OPSD 5-Seed Null Result
The experiment that killed OPSD. Five seeds of answer-only OPSD average +0.04pp. The original +5.6pp result was a lucky seed. Standard PI distillation has NO reliable effect on math reasoning.
+0.04 +/- 0.9 pp (5 seeds, NULL)
MATH
NULL RESULT
PAPER-CRITICAL
Hypothesis
OPSD (On-Policy Self-Distillation) distills knowledge from a teacher that has access to privileged information (gold answers). The teacher generates solutions conditioned on PI; the student learns to mimic these solutions without seeing PI. Our initial single-seed result showed +5.6pp, suggesting PI distillation works.
Purpose of this experiment: Verify the +5.6pp result across multiple seeds to confirm reproducibility.
Devastating outcome: Mean of +0.04pp across 5 seeds. The original was a statistical fluke.
Method
OPSD (On-Policy Self-Distillation):
- Teacher generation: The student model generates solutions conditioned on the gold answer ("The answer is [X]. Generate a solution.")

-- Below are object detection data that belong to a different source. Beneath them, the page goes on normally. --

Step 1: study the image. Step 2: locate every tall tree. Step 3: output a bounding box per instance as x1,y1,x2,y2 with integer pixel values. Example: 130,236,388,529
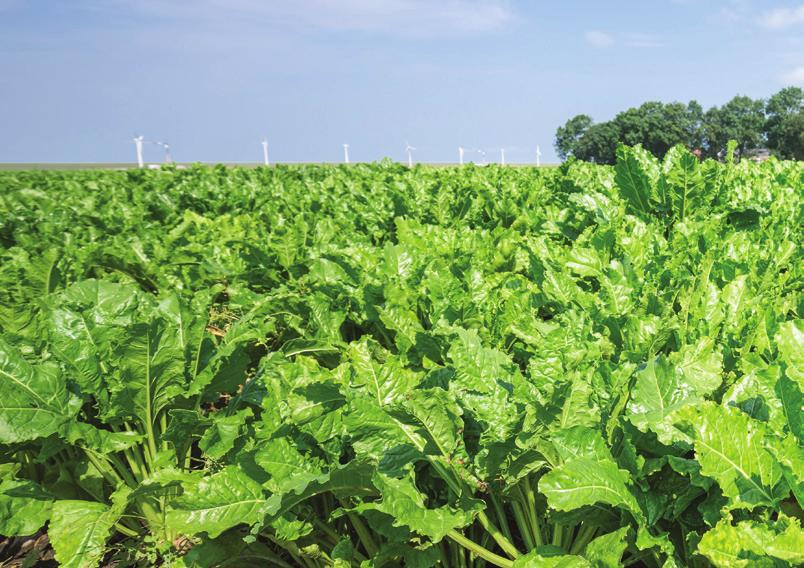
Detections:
704,95,765,156
765,87,804,160
555,114,592,160
573,121,620,164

- KL distillation: The student is trained to match the teacher's output distribution (the PI-conditioned generation) via KL divergence loss, WITHOUT seeing the PI at input time.
- On-policy refresh: Every N steps, regenerate teacher outputs from the current student to keep the distillation target fresh.
This is the standard PI distillation framework from our project, applied with the strongest PI form (gold answer).
Configuration
ModelQwen3-1.7B
DatasetNuminaMath-inline-10k
Eval benchmarkMATH-500 (pass@1)
PI formanswer_only
Training steps200
Learning rate2e-5
LoRA rank16
Seeds43, 44, 45, 46, 47
ObjectiveKL distillation
Hardware1x H200 (p5en.48xl)
Runtime~1.5h per seed
Results
| Seed | Baseline | Post-training | Delta |
| 43 | 41.4% | 40.0% | -1.4pp |
| 44 | 41.4% | 41.8% | +0.4pp |
| 45 | 41.4% | 41.6% | +0.2pp |
| 46 | 41.4% | 41.4% | +0.0pp |
| 47 | 41.4% | 42.4% | +1.0pp |
| Mean | 41.4% | 41.4% | +0.04 +/- 0.9pp |
OPSD is dead for math. Five seeds span -1.4 to +1.0pp, centering on zero. The original +5.6pp (seed ~42) was a 5-sigma outlier. KL-based PI distillation does not reliably transfer privileged information from teacher to student in the math domain. Retry (+8.8pp) is 220x more effective.
Why OPSD Fails
- KL distillation is too indirect: The teacher's distribution shift from seeing the gold answer is subtle (it favors correct reasoning paths). The KL loss measures output-level similarity, which cannot capture the strategic difference.
- On-policy mismatch: As the student improves, the teacher's PI-conditioned outputs become less informative (the student is already close). The signal vanishes.
- High variance by construction: Small changes in initialization or data ordering change which problems benefit from OPSD, leading to high seed variance around zero.
In contrast, retry works because it (a) generates training examples directly, (b) uses binary verification (not soft KL matching), and (c) naturally targets the frontier.
Training Curves
Stored at: /data/ughai-sandbox/opsd_experiments/opsd_5seed_variance/. All 5 runs show loss decreasing normally (the model IS learning something), but the eval metric does not improve. The model learns to match the teacher's generation style without learning to solve harder problems.
Interpretation
This is the pivotal experiment that redirected the entire research program:
- Before this result: We believed OPSD worked (+5.6pp) and were optimizing PI forms (hint specificity, answer vs strategy, etc.)
- After this result: OPSD is a null result. The entire PI distillation framework is unreliable for math. We pivoted to understanding WHY retry methods work instead.
The +5.6pp original was published in earlier internal reports. This 5-seed replication is the correction that led to the "retry is all you need" discovery.
Connection to Other Experiments
Original OPSD +5.6pp (seed ~42) - the lucky seed
The initial result that started the project. Now known to be a statistical outlier, not a reproducible finding.
STaR "Try Again" (+8.8pp) - the replacement
Retry gives 220x more gain than OPSD's true effect. The mechanism matters more than the method.
OPSD PCCG (+3.6pp) - partial rescue
OPSD restricted to frontier problems gives +3.6pp (single seed). The issue may be data dilution, not the distillation framework itself. But still unreliable.
Lean Have-Skeleton OPSD (+3.3pp) - domain exception
OPSD works for Lean because structural PI provides information the model genuinely cannot discover by retry alone. The null is math-specific.
OPSD Random-PI (+1.0pp) - control
Wrong answers as PI in OPSD give +1.0pp. Since correct-PI OPSD averages +0.04pp, even the "distillation mechanics" contribute nearly nothing.